Every RAID configuration is a little different in the way that it operates and the way that it provides information about the status of that RAID array. You want to go into the software that determines how the RAID array is performing to see exactly what the status might be. You might be able to tell very easily if the RAID is working properly or not, or you may be able to identify very quickly which exact disk might be having a problem in this entire array.
If you do have a bad drive then the process to resolve the problem is going to be different depending on what type of RAID you are using. If using RAID 0 then you have two or more disks that are going to be used in that array, and any single drive failure is going to break the entire array, and you’re going to lose that data. The only way to recover from RAID 0 is then to replace the bad drive and restore everything from a backup. If you’re running RAID 1 you, of course, are running two or more disks, and the RAID will continue to work even if you have a drive go bad. That’s because, with RAID 1, your information is mirrored.
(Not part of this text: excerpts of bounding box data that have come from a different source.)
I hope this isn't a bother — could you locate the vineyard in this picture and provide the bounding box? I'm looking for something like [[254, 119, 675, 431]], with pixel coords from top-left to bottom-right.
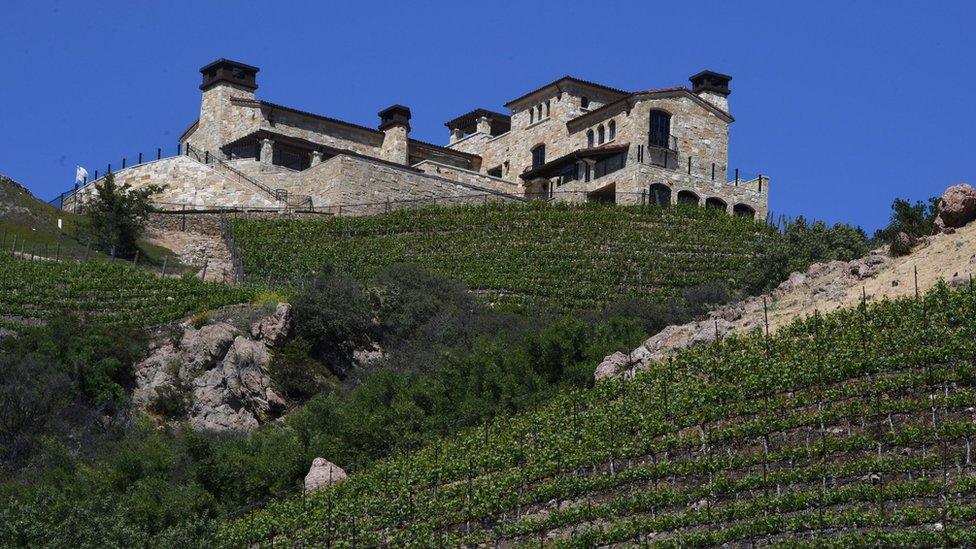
[[218, 286, 976, 547], [0, 253, 251, 328], [234, 204, 771, 309]]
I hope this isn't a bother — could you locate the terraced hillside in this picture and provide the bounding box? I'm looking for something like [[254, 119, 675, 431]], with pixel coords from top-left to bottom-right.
[[234, 204, 770, 309], [218, 286, 976, 547], [0, 252, 252, 329]]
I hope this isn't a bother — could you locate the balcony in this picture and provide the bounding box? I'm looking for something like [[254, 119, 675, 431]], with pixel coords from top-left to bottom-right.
[[638, 133, 679, 170]]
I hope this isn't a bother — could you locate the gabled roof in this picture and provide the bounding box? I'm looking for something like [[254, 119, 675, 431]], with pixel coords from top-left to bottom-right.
[[519, 143, 630, 180], [444, 108, 512, 129], [566, 86, 735, 127], [505, 75, 630, 107], [231, 98, 481, 160]]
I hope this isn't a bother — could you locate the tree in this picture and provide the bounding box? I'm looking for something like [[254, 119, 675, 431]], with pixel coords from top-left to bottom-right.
[[86, 174, 163, 257], [874, 196, 940, 256]]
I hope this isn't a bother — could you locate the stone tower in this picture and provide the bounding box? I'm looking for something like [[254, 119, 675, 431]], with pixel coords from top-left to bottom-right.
[[190, 59, 260, 152], [688, 71, 732, 112]]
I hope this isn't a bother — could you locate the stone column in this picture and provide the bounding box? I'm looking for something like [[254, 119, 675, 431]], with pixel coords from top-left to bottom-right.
[[260, 139, 274, 166], [478, 116, 491, 135]]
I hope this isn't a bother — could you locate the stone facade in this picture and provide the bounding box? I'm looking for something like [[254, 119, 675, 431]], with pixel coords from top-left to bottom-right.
[[65, 59, 769, 217]]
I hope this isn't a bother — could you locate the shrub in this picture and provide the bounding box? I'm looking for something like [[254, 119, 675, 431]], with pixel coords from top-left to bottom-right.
[[190, 311, 210, 330], [268, 338, 333, 400], [292, 267, 375, 376]]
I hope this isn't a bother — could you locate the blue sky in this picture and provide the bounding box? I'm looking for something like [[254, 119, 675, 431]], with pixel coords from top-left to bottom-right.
[[0, 0, 976, 231]]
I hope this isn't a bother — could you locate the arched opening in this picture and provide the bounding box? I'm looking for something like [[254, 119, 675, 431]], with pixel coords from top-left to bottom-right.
[[532, 145, 546, 168], [648, 110, 671, 149], [647, 183, 671, 208], [705, 196, 728, 212], [678, 191, 701, 206], [732, 204, 756, 219]]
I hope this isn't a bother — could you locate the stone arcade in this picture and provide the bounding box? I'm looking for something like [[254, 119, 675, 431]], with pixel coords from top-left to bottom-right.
[[64, 59, 769, 218]]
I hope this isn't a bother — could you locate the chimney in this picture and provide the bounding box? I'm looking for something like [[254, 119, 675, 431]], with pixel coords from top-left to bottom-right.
[[688, 71, 732, 112], [379, 105, 410, 166]]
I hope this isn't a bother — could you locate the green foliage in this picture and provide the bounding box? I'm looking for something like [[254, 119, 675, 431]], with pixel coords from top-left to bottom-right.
[[745, 216, 870, 293], [268, 338, 335, 402], [85, 174, 163, 257], [233, 203, 772, 311], [0, 253, 254, 327], [292, 267, 374, 374], [873, 196, 940, 256], [217, 287, 976, 547]]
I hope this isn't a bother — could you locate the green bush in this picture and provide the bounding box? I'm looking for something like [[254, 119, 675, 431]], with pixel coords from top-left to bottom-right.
[[292, 267, 375, 376]]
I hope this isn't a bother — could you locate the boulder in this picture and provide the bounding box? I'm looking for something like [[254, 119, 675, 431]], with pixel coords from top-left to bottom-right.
[[935, 183, 976, 231], [251, 303, 291, 347], [305, 457, 348, 492]]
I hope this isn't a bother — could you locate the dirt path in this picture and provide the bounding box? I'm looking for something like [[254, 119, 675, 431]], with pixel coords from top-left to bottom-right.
[[594, 223, 976, 379]]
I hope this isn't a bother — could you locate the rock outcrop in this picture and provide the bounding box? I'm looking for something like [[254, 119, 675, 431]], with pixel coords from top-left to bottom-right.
[[935, 183, 976, 232], [132, 303, 291, 431], [305, 457, 347, 492]]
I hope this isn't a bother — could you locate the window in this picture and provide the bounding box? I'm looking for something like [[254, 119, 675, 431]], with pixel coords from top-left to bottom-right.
[[593, 153, 626, 179], [532, 145, 546, 168], [649, 111, 671, 149]]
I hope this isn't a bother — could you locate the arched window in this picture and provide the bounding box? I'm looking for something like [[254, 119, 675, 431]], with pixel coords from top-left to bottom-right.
[[532, 145, 546, 168], [678, 191, 699, 206], [647, 183, 671, 208], [648, 110, 671, 149], [732, 204, 756, 219], [705, 196, 728, 211]]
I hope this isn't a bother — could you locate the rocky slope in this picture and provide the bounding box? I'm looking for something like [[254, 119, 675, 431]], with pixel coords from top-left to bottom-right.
[[594, 185, 976, 380], [132, 303, 291, 431]]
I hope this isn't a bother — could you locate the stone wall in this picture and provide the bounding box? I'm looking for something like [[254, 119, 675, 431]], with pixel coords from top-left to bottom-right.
[[63, 156, 278, 211], [552, 159, 769, 219], [413, 160, 523, 194], [302, 155, 516, 215]]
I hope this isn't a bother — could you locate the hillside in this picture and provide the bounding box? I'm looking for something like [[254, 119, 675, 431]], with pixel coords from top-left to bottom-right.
[[219, 286, 976, 547], [596, 214, 976, 378], [0, 253, 253, 329], [234, 204, 771, 310]]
To resolve the issue all you need to do is replace the bad drive, and the good drive will copy over and sync up everything that’s on that new drive.
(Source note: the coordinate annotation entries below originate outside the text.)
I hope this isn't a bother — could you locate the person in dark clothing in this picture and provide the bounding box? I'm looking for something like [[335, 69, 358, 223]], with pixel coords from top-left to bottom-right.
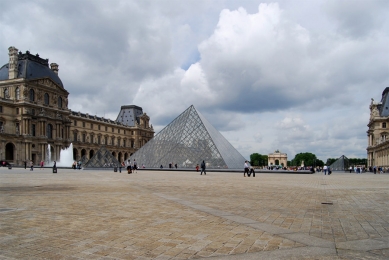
[[200, 161, 207, 175], [243, 161, 250, 177]]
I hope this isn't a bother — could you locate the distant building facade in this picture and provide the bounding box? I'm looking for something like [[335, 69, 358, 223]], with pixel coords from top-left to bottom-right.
[[0, 47, 154, 166], [268, 150, 288, 167], [366, 87, 389, 167]]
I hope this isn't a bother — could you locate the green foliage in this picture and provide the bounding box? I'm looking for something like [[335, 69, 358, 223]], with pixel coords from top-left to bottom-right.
[[348, 158, 367, 166], [326, 158, 338, 165], [250, 153, 268, 166], [291, 152, 322, 166]]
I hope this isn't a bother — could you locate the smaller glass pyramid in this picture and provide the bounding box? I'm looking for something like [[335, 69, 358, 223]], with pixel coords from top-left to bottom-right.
[[330, 155, 350, 171], [129, 105, 245, 169], [83, 146, 120, 168]]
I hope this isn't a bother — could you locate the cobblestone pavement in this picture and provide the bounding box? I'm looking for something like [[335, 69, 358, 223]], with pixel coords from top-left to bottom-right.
[[0, 168, 389, 260]]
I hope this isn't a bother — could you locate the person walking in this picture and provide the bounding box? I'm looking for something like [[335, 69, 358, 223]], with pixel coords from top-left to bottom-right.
[[243, 161, 250, 177], [200, 161, 207, 175], [133, 159, 138, 173]]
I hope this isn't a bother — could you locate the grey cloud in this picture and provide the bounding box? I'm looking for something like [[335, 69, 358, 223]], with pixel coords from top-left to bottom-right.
[[323, 0, 389, 38]]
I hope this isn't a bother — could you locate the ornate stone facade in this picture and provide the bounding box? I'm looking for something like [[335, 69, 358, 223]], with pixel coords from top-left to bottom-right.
[[367, 87, 389, 167], [0, 47, 154, 166], [268, 150, 288, 167]]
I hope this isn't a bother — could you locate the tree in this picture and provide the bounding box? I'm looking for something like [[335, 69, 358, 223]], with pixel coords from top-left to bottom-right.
[[291, 152, 321, 166], [250, 153, 268, 166], [326, 158, 337, 165]]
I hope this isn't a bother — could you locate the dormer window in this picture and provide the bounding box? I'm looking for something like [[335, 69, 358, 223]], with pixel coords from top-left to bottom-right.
[[30, 89, 35, 102], [58, 97, 62, 108], [45, 93, 49, 105]]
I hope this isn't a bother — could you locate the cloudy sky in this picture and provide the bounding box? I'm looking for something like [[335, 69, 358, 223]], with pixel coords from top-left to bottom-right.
[[0, 0, 389, 161]]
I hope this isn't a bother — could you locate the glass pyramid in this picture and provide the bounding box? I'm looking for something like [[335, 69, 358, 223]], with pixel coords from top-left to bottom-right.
[[330, 155, 350, 171], [83, 146, 120, 168], [129, 105, 245, 169]]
If you’re running RAID 5 then you’re using three or more disks as part of that RAID array. All drives need to be operational except for one– that means that if you do have a drive go bad, you simply pull out the bad drive and replace it, and the ray to ray will rebuild itself. And if you’re running RAID 10, or RAID 1 plus 0, That means you’re using four or more disks as part of that RAID array. You could lose all but one from each set of mirrors. RAID 1 plus 0, remember, we have RAID drives that are mirrored and we are striping across all sets of those mirrors. That means that we could lose this drive, we could lose this drive, and we could lose this drive, and because there’s a mirror for each of those, your RAID array would still be up and running if you lost those three specific drives.
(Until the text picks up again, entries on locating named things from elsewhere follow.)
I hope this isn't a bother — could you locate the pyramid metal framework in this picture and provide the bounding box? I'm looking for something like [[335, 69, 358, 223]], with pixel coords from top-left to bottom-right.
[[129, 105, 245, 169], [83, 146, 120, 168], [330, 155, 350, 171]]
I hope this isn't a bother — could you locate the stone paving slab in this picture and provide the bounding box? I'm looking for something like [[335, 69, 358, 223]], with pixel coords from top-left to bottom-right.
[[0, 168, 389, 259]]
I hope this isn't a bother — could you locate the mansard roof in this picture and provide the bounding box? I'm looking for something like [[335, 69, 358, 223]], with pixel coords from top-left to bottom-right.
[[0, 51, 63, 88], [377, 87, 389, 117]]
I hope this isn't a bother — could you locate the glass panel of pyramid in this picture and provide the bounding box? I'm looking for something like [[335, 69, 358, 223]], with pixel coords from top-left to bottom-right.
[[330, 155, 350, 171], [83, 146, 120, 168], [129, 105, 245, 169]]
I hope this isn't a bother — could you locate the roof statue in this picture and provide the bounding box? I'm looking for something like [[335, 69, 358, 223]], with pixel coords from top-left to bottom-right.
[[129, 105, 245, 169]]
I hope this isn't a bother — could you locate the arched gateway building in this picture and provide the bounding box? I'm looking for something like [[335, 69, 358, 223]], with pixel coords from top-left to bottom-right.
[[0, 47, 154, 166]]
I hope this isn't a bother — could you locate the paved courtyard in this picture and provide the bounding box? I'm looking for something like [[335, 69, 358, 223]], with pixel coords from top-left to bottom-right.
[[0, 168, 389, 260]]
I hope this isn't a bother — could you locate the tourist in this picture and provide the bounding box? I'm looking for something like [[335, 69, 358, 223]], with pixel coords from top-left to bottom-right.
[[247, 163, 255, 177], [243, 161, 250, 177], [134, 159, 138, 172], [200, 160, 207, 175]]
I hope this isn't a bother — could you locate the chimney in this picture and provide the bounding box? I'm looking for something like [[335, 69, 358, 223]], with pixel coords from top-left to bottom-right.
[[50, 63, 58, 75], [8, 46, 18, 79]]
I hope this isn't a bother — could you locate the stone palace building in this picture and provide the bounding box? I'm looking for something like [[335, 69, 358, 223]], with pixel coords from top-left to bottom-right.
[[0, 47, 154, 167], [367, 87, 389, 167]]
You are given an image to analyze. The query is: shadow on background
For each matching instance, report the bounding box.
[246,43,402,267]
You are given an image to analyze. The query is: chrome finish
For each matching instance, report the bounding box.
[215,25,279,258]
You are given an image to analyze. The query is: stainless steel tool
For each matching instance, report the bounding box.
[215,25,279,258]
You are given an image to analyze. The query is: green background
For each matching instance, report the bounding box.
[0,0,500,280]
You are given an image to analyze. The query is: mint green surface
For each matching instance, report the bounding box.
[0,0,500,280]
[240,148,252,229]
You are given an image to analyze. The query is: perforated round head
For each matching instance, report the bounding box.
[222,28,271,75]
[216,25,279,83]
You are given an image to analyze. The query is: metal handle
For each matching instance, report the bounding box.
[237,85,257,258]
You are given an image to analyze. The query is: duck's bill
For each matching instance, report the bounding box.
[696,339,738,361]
Sometimes it’s your storage subsystem that is causing your operating system to either stop completely or cause extensive delays. You might see a Windows stop error– like this one here– or you might have the Apple spinning wait cursor that’s on your screen. This would indicate that your hard drive is having problems reading or writing information, so you want to make sure you have a backup and that you can perform a diagnostics of that storage device. One way to get some insight about how your drive is operating is by using SMART, or S-M-A-R-T. It stands for Self-Monitoring Analysis and Reporting Technology, and this is a function that’s built into a number of the drives that we use today. You can see an example of some of these smart attributes– the raw read error rate, a spin up time, a start/stop count, a seek error rate, a load cycle count– and I can see all of the statistics that are associated with each one of those variables on my hard drive. This is a way that you can help avoid the type of hardware failure when a device is slowly degrading over time. These smart errors can give you a little bit of a heads up so you know what drive to replace before it fails completely. You might want to schedule some disk checks. This is built into most RAID arrays so that it can check all of the different SMART statistics and tell you where a problem might be recurring. If you find that there is a problem with some of these drives you can then remove that drive and replace it before it actually fails, and sometimes that is the difference between having all of the data intact on your RAID array or losing everything and needing to recover from a backup.